But while Ebersdorf’s shuffling presence opens doors to a moving suggestion of catharsis, it distracts from the suspense building throughout the rest of the film – there’s a jarring shift in style and mood between his slow-moving segments and the nightmarish montages of hands, worms, blood and worse that aggressively punctuate Susie’s dreams. Indeed, it’s telling that Dakota Johnson’s character feels almost absent at times, with more compelling emotional journeys given to Mia Goth’s Sara and Moretz’s Patricia. Even Swinton’s Madame Blanc suffers from a lack of clear purpose as the story sweeps its ensemble forward – the most obvious victim of the movie’s split focus between dark delights and the empowering nature of dance itself.

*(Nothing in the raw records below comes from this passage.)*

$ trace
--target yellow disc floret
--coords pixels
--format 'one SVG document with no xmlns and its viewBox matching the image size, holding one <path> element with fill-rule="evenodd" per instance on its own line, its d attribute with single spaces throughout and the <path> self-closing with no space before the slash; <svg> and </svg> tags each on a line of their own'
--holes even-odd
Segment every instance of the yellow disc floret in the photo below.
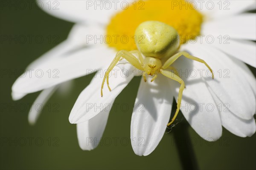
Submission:
<svg viewBox="0 0 256 170">
<path fill-rule="evenodd" d="M 144 37 L 136 37 L 135 30 L 140 23 L 149 20 L 172 26 L 177 32 L 182 44 L 199 35 L 203 16 L 184 0 L 138 1 L 111 19 L 107 27 L 106 35 L 113 37 L 109 46 L 117 50 L 136 49 L 137 41 L 142 41 Z"/>
</svg>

Nonetheless, Suspiria claws a way into your brain and stays there for days afterwards; its haunting images lurk under the skin, just as its portentous mood (evoked by Thom Yorke’s chilling, ethereal score) crawls over it. The script’s overly serious themes can’t diminish the impact of the jaw-dropping climax, or wipe Guadagnino’s operatic visuals from your memory. This is a gorgeously framed work of performance art, one that doesn’t choreograph all of its moving parts, but weaves a subliminal spell that is quietly enchanting (and will surely lead to a wave of essays and think-pieces, both for and against it).
As a remake, this is a bizarre yet almost boldly intellectual interpretation of a deceptively simple story. As a follow-up to Call Me By Your Name, though, it’s an astonishing left-field turn from a filmmaker who continues to reveal surprising sides to his ambitious storytelling. Compared to the initial Suspiria, this remake is a distinctly new piece that, despite its complexity, compellingly dwells on the trauma of rebirths, brooding on the pull of creation and revelling in the inescapability of destruction. It may not all come together on a first viewing, but one suspects fresh reincarnations will be found with the next, inevitable re-watch.